Here, the town board is in an unusual position.  In order to get a special permit from the town board, the applicant’s project must have a minimum four-acre lot and be within 200-feet of a state or county road.  But, because this is also a zoning code requirement, the applicant can get around those requirements by asking the zoning board for a variance.

Because this is a new zoning law, the zoning board has never before been asked to excuse these requirements for an assisted living facility in a residential neighborhood and the town board, by taking a backseat as Mr. Duquesne recommends, will not be providing any guidance.

Thus, if the purpose and intent of the requirement that the facility be located within 200 feet of a state or county road is to allow medical emergency personnel quick and easy access to a facility where many such trips are likely to occur, the zoning board might guess that’s the case, because it’s just common sense, but it would really have no way of knowing for sure.

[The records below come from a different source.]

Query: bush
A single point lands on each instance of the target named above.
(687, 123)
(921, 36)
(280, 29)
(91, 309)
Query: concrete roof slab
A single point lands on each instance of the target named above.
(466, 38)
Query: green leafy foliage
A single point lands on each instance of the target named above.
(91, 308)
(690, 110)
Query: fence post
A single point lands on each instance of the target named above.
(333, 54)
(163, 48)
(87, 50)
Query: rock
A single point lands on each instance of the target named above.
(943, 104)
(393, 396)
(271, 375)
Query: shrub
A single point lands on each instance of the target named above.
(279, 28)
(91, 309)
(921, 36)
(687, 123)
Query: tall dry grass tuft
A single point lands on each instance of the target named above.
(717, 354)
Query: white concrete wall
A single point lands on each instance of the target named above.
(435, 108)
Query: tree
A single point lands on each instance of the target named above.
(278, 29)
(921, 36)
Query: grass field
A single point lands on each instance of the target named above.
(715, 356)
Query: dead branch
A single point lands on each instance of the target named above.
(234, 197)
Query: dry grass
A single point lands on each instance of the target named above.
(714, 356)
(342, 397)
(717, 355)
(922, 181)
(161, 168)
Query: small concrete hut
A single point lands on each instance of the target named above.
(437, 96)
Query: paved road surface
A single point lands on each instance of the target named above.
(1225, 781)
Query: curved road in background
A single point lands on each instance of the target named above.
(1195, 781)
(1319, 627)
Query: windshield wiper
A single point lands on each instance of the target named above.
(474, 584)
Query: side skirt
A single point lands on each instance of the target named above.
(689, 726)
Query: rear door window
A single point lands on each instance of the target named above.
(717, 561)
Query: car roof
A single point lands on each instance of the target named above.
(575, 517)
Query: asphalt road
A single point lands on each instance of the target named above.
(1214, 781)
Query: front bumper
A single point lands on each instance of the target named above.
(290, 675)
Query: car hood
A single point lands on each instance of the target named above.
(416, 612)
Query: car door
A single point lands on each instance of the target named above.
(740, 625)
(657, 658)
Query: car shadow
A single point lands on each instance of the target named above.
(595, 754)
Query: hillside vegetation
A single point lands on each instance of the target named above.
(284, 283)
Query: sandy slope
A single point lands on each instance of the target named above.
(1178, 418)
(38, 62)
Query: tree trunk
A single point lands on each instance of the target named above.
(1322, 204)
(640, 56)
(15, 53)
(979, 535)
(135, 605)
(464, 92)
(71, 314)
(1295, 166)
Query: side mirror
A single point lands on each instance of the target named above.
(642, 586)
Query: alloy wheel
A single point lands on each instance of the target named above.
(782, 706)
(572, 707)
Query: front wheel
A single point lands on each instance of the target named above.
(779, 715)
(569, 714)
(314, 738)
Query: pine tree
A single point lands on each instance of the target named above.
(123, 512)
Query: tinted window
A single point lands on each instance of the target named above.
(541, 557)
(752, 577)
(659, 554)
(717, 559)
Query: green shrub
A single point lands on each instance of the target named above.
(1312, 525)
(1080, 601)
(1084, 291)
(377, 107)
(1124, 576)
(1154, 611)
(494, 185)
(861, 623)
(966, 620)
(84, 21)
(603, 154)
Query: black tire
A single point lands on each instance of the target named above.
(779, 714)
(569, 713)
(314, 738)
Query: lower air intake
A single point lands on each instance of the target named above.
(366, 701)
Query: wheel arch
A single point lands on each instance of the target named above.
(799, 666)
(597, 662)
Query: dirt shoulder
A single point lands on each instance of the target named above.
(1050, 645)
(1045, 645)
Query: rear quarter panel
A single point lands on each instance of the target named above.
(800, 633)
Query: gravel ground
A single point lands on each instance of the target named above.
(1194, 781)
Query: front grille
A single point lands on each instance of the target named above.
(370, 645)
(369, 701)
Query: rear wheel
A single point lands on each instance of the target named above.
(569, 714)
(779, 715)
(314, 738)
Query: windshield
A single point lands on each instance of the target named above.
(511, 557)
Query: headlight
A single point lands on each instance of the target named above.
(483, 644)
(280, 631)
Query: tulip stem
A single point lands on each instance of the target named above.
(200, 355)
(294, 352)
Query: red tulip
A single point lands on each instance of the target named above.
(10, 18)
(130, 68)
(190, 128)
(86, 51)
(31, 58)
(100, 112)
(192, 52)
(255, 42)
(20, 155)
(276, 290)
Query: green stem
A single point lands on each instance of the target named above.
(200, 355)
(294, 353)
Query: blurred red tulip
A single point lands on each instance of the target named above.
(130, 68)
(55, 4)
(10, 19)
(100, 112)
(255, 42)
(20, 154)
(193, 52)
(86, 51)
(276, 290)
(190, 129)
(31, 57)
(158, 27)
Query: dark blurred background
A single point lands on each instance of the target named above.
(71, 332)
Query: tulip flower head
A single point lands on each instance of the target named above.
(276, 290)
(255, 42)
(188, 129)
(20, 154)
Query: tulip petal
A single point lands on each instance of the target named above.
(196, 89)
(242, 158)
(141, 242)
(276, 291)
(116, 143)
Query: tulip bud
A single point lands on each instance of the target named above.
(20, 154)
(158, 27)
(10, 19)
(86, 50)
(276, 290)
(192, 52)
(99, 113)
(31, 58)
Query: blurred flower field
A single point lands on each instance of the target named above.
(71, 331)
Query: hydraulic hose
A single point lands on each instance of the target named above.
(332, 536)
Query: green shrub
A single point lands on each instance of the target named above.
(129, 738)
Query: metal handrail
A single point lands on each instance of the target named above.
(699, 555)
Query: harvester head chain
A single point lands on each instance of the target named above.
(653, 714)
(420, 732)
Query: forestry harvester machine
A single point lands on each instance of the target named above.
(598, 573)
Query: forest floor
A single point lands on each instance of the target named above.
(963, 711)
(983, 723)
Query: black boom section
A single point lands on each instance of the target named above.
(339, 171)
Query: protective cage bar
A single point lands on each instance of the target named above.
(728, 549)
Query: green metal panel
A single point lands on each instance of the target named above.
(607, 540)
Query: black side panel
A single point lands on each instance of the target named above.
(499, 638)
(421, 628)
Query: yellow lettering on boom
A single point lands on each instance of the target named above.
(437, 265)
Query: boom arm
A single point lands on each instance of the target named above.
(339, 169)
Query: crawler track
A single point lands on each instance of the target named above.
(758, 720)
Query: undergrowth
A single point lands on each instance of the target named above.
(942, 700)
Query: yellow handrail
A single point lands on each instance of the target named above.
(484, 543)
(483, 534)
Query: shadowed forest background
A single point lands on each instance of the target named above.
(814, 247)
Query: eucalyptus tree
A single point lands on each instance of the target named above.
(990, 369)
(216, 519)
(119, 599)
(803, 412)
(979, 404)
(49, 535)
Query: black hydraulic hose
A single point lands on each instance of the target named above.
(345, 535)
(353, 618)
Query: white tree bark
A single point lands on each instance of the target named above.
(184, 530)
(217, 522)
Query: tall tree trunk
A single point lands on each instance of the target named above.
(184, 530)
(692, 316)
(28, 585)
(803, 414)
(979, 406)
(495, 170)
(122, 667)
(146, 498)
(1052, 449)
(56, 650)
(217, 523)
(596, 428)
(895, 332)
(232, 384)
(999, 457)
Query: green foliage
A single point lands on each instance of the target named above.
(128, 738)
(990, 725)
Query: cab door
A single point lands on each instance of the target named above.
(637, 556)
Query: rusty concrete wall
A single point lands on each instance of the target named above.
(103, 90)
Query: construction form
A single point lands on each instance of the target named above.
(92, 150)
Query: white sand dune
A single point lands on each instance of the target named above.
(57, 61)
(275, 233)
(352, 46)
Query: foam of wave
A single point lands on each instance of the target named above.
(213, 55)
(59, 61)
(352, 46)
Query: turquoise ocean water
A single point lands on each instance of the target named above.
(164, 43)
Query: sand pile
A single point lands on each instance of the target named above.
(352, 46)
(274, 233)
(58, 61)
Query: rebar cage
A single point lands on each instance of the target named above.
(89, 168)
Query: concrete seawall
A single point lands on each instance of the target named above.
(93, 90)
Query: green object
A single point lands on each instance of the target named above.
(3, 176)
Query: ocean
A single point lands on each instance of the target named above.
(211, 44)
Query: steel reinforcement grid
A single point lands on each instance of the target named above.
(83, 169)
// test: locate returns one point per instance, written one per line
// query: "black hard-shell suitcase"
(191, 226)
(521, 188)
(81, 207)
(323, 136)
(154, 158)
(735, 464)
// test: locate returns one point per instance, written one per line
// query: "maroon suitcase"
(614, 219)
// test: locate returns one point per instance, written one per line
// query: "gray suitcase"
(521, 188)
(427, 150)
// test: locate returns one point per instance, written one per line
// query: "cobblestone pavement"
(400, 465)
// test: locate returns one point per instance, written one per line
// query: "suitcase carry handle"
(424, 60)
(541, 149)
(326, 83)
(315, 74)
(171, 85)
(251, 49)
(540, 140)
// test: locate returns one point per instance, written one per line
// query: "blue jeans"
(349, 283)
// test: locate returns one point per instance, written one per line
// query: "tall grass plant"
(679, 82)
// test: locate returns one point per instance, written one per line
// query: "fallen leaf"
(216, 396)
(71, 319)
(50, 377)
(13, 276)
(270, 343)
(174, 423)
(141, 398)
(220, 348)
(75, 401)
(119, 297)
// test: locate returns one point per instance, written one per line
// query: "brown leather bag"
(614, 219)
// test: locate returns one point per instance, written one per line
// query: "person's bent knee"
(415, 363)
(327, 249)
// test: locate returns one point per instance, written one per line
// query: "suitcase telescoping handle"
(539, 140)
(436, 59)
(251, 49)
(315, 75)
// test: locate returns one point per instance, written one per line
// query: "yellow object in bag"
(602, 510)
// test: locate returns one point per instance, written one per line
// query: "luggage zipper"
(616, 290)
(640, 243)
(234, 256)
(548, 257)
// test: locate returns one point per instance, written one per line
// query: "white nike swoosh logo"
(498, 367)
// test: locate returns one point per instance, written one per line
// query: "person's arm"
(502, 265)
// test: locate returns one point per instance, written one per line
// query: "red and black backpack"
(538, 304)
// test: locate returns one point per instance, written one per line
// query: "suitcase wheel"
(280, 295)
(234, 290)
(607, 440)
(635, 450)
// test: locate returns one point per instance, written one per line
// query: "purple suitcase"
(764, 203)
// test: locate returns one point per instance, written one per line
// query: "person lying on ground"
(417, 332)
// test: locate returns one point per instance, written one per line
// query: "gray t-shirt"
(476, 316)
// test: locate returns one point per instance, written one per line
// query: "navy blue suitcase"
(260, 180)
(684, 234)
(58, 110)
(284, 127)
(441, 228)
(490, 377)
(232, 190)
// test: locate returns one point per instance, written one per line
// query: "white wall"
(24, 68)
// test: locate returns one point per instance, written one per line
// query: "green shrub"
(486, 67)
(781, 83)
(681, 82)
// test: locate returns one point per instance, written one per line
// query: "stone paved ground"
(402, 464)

That’s because, in its haste to get the zoning change approved, the town board didn’t say much about the requirement when it was first enacted.  But if the Town Board goes along with Mr. Duquesne’s recommendation, the zoning board won’t get much guidance.  And neither will Edgemont’s first responders in a medical emergency.  Is the test whether emergency personnel can respond as quickly on Underhill, a long and winding road, as they could on a state or county road?  If they can respond, but just not as quickly or as safely, is that good enough?  What if they can respond, but it would be lot better if the curve on Underhill Road just before the Sprainbrook Nursery were straightened out? Who would decide that? The zoning board? The planning board? The town board?

But even if the zoning board grants the variance, what then? Would the town board, knowing that the zone change was specifically intended to limit these assisted living facilities to certain residential neighborhoods that could meet the criteria, grant the special permit anyway?  Wouldn’t that in effect be setting a precedent that effectively amends the zoning code to eliminate the criteria altogether?

Important public policy issues likes these, which will have enormous implications in Edgemont, likely won’t get addressed if the town board accepts Mr. Duquesne’s recommendation and let’s the town’s planning board take the lead on the the Shelbourne application.

And the lesson for residents of Dobbs Ferry Road is that once a zone change is approved allowing commercial projects in residential neighborhoods,  the limiting circumstances under which such zone changes may be granted can  easily be discarded by the granting of one or more variances by boards appointed by the town board — and the town board, having already weighed in by allowing the commercial use to co-exist in a residential neighborhood — won’t have anything further to say.  Indeed, if the Shelbourne resolution tonight is any example, the town board may seek to evade responsibility altogether.